Nella recente deliberazione relativa alla programmazione delle attività di vigilanza per il 2026, ANAC mette l’attenzione, fra l’altro, sugli appalti di forniture e servizi.
In particolare, gli occhi vengono puntati soprattutto su affidamenti relativi a servizi di ristorazione, pulizia e sanificazione, facility management immobili, guardiania e vigilanza armata, trasporto scolastico, assistenza alla persona, servizi sociali in favore di anziani, disabili e minori, fornitura di beni e servizi sanitari, di dispositivi medici e farmaci, servizi di manutenzione delle apparecchiature sanitarie e gestione dei rifiuti ospedalieri.
In tali ambiti, infatti, negli anni passati, sono emerse significative criticità legate, ad esempio, al prevalente ricorso all’affidamento diretto, al ricorso alla proroga o al rinnovo automatici, o alla deroga illegittima rispetto alle procedure ordinarie (soprattutto nel settore della sanità), che possono essere attribuite a carenze di programmazione dei propri bisogni.
Ma soprattutto a vistose problematiche legate ai controlli e alle attività relativi alla fase esecutiva.
In quest’ambito, infatti, rilievi quali:
- “Sono state accertate talune approssimazioni sia relative alla regolamentazione contenuta nel capitolato tecnico che riguardo al concreto estrinsecarsi dei controlli in fase esecutiva”.
- “L’Ente aggiudicatore si è limitato ad allegare “attestazioni di buona esecuzione del contratto” firmate dai referenti di struttura, propedeutiche all’approvazione dei relativi report da parte del DEC e del RUP al fine di erogare il pagamento delle fatture agli operatori economici”.
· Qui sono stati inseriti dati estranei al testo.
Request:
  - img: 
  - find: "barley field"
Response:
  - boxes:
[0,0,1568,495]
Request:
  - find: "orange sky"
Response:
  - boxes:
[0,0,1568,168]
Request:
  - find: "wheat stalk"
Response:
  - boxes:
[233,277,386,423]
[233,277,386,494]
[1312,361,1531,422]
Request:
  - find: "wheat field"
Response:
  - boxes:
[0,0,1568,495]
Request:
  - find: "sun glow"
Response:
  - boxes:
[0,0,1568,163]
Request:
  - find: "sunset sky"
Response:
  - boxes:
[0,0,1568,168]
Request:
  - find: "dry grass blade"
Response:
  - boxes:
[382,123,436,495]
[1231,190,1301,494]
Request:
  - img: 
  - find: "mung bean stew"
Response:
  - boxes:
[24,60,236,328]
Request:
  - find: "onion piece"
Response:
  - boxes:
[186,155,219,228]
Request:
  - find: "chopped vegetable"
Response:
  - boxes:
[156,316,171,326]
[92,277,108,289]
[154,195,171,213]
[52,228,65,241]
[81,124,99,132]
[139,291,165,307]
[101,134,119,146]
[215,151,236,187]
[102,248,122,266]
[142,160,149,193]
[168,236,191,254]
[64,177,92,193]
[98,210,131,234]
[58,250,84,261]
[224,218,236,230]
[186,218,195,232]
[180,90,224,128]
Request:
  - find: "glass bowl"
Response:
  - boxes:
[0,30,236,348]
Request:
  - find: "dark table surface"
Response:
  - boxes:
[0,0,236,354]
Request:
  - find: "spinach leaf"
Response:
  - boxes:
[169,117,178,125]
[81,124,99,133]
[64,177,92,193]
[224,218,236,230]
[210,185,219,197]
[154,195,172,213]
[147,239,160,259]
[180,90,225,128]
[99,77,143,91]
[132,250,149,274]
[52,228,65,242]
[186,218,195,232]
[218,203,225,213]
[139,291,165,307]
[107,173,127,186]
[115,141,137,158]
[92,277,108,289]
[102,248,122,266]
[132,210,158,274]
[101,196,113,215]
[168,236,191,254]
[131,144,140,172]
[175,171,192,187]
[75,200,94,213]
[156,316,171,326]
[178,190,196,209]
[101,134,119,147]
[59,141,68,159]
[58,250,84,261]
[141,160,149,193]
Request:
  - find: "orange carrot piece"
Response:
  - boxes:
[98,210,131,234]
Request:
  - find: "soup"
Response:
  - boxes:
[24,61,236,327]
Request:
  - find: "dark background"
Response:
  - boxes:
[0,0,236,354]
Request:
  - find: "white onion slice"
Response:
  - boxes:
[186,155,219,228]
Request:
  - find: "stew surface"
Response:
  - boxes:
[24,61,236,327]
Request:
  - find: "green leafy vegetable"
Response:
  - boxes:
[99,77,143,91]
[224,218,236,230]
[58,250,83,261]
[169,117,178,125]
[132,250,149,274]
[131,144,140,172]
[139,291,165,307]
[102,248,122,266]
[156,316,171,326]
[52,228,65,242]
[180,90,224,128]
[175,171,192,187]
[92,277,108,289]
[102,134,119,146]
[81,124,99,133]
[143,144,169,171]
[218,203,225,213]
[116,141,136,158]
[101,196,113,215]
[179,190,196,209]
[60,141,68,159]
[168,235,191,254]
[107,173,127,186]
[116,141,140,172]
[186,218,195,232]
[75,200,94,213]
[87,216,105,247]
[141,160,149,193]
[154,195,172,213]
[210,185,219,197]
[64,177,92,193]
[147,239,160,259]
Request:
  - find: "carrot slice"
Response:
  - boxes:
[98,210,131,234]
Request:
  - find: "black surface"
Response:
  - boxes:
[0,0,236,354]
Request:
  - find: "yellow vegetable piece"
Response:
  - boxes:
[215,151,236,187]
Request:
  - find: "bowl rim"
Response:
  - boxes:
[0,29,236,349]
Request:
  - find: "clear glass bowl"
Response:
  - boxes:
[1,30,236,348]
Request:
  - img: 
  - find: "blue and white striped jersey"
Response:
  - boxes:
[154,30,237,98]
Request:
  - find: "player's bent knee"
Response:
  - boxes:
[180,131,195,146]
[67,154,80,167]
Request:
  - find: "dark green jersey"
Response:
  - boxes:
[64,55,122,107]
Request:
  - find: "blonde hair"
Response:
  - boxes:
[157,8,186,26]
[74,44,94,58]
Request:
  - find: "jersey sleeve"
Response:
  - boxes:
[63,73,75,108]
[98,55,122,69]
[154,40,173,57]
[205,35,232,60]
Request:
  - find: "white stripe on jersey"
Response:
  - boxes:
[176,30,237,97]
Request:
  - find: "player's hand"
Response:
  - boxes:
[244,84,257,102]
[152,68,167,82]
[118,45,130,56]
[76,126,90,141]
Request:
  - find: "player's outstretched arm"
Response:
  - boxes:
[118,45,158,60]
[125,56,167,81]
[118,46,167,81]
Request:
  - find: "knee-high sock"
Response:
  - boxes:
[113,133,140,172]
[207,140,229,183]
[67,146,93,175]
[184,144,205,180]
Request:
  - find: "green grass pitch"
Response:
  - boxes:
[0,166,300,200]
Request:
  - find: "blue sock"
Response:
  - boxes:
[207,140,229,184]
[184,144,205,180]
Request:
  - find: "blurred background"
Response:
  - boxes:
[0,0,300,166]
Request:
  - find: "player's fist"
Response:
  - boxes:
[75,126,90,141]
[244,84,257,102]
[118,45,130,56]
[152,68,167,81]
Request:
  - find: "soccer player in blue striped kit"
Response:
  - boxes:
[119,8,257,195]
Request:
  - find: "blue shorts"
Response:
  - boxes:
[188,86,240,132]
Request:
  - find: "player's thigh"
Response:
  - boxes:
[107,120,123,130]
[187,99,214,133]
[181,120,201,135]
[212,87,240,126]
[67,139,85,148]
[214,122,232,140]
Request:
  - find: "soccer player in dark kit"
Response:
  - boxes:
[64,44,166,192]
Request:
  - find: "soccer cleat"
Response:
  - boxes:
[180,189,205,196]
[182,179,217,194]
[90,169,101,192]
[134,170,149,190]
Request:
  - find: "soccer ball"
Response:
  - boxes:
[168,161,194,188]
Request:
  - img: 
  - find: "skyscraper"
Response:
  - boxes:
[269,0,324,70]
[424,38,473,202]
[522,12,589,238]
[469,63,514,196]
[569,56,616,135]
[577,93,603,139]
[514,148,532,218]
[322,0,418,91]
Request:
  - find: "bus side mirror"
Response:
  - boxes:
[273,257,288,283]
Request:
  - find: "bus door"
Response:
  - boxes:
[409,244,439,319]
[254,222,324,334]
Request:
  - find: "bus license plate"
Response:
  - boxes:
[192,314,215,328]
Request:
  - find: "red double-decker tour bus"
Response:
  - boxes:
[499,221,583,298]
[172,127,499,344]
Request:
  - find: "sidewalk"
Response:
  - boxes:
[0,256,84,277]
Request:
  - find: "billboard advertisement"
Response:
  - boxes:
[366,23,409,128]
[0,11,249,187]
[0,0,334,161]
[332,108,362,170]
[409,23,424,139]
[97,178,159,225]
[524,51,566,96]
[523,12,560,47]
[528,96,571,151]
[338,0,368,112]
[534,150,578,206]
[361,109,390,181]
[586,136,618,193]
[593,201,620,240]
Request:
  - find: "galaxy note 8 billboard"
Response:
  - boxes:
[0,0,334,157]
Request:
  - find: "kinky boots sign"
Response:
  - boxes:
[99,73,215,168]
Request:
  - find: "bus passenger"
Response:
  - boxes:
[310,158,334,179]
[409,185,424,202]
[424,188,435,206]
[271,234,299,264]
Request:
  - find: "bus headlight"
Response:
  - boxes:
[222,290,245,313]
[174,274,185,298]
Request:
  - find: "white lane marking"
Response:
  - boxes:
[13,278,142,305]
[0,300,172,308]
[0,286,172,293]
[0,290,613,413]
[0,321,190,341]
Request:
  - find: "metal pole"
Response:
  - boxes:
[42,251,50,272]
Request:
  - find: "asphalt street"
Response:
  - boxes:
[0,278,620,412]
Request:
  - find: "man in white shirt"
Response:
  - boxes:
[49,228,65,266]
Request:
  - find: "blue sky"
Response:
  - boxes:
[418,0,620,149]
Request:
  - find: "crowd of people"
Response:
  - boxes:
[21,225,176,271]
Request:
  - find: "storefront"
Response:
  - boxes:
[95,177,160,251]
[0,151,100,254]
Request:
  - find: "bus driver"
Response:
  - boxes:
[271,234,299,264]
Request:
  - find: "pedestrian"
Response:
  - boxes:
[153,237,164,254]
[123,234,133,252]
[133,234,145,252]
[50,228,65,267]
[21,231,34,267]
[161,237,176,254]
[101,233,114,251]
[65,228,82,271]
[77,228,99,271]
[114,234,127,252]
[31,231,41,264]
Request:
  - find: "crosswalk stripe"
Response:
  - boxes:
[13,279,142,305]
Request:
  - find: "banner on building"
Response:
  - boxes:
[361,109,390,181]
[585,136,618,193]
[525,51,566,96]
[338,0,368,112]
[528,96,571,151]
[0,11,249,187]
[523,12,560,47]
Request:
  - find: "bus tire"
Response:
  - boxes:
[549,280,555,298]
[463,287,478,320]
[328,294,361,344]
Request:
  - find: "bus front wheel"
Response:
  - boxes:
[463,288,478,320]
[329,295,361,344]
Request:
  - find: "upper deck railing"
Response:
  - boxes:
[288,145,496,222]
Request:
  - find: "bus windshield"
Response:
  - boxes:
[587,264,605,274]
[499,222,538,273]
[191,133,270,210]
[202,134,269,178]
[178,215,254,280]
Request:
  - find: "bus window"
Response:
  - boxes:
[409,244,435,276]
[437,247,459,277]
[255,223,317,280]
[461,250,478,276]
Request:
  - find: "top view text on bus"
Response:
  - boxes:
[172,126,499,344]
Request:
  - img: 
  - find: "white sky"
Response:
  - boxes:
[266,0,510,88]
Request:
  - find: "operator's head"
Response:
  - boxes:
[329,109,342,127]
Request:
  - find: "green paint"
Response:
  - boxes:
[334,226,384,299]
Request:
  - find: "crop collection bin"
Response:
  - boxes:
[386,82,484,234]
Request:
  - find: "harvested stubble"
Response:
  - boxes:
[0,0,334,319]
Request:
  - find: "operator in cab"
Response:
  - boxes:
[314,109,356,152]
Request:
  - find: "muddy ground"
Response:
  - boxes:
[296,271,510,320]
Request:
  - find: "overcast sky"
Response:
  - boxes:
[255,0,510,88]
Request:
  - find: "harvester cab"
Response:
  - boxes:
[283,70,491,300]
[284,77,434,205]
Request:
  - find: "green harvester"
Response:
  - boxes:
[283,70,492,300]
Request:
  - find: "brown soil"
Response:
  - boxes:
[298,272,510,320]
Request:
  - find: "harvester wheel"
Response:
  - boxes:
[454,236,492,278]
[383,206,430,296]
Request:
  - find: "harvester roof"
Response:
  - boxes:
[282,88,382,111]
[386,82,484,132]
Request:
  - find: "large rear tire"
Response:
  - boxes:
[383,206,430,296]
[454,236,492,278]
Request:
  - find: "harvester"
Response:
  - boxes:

- “Atti caratterizzati da uno schema predefinito che si ripete sostanzialmente identico nei vari periodi di riferimento, non potendosi in tal modo evincere, in alcun modo da questi, l’effettivo espletamento dei controlli, pure asseritamente svolti e delle verifiche di conformità in ordine alle prestazioni rese dall’appaltatore”
- “Le attestazioni di regolare esecuzione del servizio, sono rilasciate sulla base di un’asserita verifica di conformità del servizio solo come conseguenza dell’assenza di eventuali segnalazioni di anomalia al RUP piuttosto quale esito di reale accertamento”.
- “Da quanto appena riportato è possibile evincere che né il DEC né il RUP della procedura abbiano mai adeguatamente espletato tutte le funzioni loro attribuite dagli artt. 101 e 102 del d.lgs. n. 50 del 2016; a ben vedere, infatti, il sistema dei controlli definito come “quotidiano” doveva essere un sistema atto ad operare integrando le funzioni del direttore dell’esecuzione e non, di fatto, in sostituzione ad esso”.
- “Un controllo solo successivo, basato sui feedback legati ad avvenimenti critici e patologici delle prestazioni rese dall’appaltatore non può essere qualificato come sufficiente come verifica, non risultando conforme a quanto prescritto dagli artt. 31, 101 e 102 del d.lgs. n. 50 del 2016 oltreché dal D.M. n. 49 del 7 marzo 2018.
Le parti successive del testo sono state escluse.